De son côté, monsieur le duc de Nemours, ordinairement très calme, était arrivé à Neuilly dans un état d’excitation si grand que ses frères, d’Aumale et Montpensier, durent soutenir une lutte manuelle contre lui pour l’empêcher de forcer la porte de l’appartement où les chirurgiens procédaient à la triste exploration dont les morts deviennent l’objet.

La violence de ses cris, retentissant dans le silence du palais, attirèrent le Roi et la Reine à qui on voulait dérober l’horreur d’un si cruel détail, et sa mère seule eut le crédit d’éloigner monsieur le duc de Nemours de cette porte qu’il prétendait forcer : « Je veux voir Chartres ; s’écriait-il, je veux embrasser Chartres… ce n’est pas vrai… il ne peut pas être mort… »

La Reine le saisit par le bras et l’entraîna chez elle.
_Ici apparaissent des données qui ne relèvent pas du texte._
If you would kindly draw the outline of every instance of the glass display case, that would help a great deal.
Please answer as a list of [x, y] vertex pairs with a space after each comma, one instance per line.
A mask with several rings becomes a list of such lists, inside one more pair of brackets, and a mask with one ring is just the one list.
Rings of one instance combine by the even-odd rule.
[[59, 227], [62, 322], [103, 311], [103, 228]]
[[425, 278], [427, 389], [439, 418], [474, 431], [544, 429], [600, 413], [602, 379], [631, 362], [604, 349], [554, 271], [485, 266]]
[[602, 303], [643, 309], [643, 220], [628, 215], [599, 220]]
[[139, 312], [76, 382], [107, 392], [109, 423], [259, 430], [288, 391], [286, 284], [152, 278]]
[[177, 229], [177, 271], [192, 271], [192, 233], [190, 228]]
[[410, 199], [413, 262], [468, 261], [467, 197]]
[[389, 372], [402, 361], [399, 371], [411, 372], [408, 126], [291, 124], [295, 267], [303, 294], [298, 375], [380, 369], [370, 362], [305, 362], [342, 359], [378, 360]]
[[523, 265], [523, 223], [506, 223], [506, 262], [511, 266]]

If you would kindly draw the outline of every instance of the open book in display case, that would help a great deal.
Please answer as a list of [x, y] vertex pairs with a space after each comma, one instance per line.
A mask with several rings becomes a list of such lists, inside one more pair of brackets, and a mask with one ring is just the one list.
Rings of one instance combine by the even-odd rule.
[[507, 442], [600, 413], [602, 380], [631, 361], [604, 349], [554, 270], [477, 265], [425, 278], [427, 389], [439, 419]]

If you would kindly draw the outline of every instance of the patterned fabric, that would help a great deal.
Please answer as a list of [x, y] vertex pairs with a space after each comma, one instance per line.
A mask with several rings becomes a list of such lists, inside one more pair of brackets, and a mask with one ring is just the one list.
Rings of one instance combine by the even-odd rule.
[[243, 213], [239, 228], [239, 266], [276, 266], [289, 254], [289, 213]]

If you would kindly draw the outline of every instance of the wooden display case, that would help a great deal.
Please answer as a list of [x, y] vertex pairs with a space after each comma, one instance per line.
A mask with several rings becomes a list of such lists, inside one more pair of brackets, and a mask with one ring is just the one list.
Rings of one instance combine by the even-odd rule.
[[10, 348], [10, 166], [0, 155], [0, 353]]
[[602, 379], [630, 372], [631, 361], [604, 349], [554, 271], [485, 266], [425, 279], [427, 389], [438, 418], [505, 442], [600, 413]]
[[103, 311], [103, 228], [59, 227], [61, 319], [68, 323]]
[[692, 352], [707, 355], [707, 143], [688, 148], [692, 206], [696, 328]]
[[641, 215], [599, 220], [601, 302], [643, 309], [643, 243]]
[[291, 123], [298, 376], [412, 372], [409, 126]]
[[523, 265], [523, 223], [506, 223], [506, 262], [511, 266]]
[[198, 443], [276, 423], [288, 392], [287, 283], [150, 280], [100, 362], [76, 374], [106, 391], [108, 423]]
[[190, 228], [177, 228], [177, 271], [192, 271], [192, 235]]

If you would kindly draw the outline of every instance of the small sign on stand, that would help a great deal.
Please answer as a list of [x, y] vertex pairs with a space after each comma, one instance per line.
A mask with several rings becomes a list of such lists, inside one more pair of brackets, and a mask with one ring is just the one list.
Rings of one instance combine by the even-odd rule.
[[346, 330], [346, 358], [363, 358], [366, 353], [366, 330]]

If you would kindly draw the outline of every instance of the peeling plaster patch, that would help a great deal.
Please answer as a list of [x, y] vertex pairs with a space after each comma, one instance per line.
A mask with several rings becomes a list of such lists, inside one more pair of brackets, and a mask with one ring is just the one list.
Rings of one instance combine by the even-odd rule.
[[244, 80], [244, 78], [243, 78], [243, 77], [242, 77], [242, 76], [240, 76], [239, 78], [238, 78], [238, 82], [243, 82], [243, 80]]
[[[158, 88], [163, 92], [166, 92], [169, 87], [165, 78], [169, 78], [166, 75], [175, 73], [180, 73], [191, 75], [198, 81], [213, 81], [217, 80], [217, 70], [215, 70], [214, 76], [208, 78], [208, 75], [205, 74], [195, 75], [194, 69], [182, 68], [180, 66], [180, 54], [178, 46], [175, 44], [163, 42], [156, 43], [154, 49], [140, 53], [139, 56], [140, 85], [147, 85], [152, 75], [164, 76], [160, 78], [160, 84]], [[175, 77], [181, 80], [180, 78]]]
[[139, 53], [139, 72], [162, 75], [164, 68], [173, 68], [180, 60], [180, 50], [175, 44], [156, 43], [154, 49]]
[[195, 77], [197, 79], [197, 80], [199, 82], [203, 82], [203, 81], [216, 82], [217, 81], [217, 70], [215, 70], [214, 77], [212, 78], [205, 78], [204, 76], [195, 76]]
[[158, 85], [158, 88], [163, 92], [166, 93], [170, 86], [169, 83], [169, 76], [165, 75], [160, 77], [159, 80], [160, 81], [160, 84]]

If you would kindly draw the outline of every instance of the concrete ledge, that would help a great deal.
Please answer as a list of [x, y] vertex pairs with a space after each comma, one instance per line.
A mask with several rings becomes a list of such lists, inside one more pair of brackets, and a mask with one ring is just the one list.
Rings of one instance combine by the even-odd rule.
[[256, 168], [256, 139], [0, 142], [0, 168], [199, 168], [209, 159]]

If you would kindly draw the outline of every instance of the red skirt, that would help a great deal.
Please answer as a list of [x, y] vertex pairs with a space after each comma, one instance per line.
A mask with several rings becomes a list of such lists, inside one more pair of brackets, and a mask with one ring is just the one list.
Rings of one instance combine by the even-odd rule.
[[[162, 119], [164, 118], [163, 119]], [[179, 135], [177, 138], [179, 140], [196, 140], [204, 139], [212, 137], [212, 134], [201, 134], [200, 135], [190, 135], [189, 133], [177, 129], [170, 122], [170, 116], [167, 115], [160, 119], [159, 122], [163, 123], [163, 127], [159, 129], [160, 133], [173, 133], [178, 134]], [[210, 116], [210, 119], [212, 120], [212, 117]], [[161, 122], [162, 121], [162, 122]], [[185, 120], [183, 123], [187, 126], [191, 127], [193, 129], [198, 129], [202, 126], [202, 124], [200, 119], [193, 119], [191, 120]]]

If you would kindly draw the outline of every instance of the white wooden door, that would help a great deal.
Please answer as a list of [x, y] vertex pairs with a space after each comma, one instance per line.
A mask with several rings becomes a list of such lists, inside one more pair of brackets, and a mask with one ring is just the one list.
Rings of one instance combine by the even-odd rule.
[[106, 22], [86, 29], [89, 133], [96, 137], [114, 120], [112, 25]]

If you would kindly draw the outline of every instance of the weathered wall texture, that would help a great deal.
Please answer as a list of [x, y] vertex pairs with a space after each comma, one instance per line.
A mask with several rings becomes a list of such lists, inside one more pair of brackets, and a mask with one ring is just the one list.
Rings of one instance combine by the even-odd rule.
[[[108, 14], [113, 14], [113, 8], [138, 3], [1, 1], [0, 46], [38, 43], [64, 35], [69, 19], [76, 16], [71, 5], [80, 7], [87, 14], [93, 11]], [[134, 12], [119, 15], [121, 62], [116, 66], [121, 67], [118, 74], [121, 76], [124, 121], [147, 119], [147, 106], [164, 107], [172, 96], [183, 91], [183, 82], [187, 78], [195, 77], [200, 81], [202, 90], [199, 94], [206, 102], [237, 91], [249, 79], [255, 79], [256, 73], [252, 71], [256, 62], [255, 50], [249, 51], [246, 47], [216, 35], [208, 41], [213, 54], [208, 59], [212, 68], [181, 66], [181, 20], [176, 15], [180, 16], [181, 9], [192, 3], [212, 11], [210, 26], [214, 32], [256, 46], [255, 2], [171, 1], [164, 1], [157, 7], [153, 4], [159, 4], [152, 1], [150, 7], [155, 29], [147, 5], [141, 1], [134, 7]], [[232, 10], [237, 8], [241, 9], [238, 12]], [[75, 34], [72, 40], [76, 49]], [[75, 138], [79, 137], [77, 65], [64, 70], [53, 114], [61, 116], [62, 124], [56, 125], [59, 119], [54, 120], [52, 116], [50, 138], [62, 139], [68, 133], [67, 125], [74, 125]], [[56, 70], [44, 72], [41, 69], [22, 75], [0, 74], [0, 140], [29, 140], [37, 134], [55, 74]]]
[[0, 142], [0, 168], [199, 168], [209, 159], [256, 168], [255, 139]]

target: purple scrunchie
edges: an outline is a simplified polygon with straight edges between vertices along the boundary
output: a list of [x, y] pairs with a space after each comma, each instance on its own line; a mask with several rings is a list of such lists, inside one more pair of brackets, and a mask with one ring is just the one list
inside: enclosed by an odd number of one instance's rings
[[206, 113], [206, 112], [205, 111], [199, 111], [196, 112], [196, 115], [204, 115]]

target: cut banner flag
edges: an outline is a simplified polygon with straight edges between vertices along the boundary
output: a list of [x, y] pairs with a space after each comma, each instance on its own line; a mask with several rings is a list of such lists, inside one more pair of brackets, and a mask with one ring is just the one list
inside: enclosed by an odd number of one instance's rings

Rien ne lui a été épargné ! Jamais douleur plus profonde n’a été plus expansive que celle de ce prince, si froid en apparence ; son explosion n’en a pas diminué l’intensité. La mort de monsieur le duc d’Orléans a laissé dans son cœur un vide que rien ne saurait combler.
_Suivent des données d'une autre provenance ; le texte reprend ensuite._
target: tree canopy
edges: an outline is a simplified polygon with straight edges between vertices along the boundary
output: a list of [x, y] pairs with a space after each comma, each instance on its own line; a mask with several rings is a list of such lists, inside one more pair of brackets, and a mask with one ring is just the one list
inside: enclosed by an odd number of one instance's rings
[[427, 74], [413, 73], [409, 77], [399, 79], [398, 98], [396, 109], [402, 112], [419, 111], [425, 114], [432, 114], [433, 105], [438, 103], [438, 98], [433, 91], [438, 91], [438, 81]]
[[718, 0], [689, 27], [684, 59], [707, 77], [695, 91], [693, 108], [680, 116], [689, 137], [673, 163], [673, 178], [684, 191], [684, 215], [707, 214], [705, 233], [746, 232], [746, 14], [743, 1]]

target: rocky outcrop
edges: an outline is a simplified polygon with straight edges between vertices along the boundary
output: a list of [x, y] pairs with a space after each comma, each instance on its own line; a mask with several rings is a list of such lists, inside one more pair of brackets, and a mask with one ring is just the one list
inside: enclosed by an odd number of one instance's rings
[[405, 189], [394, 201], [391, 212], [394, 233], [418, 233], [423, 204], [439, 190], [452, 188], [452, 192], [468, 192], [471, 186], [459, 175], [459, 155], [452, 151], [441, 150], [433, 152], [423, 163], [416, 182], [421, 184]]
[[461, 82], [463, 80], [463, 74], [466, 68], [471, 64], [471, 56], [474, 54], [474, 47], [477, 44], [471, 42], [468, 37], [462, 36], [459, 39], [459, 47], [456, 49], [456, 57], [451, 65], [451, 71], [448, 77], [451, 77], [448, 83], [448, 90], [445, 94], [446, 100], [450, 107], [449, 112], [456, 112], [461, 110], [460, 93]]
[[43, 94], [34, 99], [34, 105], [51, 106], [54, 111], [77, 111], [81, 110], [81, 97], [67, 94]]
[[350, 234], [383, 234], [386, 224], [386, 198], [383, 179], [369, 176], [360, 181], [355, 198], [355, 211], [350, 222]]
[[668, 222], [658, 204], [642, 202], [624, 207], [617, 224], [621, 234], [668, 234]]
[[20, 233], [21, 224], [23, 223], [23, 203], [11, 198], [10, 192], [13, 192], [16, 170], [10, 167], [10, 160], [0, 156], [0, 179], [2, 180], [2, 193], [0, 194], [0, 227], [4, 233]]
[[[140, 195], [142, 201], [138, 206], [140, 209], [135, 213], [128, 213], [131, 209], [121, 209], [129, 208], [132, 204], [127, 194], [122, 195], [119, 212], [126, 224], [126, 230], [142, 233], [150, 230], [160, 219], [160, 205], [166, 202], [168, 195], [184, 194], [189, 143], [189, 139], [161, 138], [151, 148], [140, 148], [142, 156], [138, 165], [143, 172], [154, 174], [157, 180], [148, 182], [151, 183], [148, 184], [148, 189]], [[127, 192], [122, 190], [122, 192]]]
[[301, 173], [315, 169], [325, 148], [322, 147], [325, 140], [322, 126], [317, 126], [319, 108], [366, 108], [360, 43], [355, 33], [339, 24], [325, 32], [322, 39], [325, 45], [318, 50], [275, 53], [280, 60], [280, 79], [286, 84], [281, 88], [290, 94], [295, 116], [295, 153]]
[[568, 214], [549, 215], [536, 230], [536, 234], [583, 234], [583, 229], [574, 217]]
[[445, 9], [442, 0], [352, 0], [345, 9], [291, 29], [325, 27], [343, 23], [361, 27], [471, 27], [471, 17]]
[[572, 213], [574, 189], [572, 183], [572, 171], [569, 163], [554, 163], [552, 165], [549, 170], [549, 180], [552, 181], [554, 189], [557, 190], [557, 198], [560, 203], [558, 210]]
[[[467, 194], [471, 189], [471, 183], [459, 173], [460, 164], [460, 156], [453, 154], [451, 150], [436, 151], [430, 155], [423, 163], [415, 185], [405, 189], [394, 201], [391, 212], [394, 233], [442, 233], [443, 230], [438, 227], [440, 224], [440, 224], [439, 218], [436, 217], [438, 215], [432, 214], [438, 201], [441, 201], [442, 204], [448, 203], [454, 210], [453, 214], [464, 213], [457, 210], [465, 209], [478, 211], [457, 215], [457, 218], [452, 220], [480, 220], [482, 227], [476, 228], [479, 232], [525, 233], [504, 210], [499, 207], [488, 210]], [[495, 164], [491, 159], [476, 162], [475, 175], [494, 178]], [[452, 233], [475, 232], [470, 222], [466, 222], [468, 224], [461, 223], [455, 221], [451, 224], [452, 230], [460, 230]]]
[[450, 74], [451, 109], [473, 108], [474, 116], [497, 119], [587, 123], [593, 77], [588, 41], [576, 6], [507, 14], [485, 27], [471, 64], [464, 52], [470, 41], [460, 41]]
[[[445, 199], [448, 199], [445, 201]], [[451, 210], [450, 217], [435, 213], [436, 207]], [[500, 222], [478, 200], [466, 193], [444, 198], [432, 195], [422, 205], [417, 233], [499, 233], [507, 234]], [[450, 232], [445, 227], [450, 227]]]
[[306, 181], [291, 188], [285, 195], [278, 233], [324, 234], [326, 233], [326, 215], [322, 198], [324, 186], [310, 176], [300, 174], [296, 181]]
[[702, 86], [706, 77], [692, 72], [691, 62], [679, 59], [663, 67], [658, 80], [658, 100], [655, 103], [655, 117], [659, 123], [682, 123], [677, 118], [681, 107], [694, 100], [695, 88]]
La désolation ne s’arrêtait pas au seuil du palais ; elle était générale. Par un mouvement spontané, les spectacles se fermèrent et personne ne se présenta à leurs portes.

Depuis quelques années, monsieur le duc d’Orléans s’était appliqué à beaucoup semer, et la récolte se montrait plus abondante que nous ne le savions. Plein d’esprit, de talents, de connaissances variées et approfondies ; il était, de plus, charmant d’extérieur, libéral, généreux, magnifique.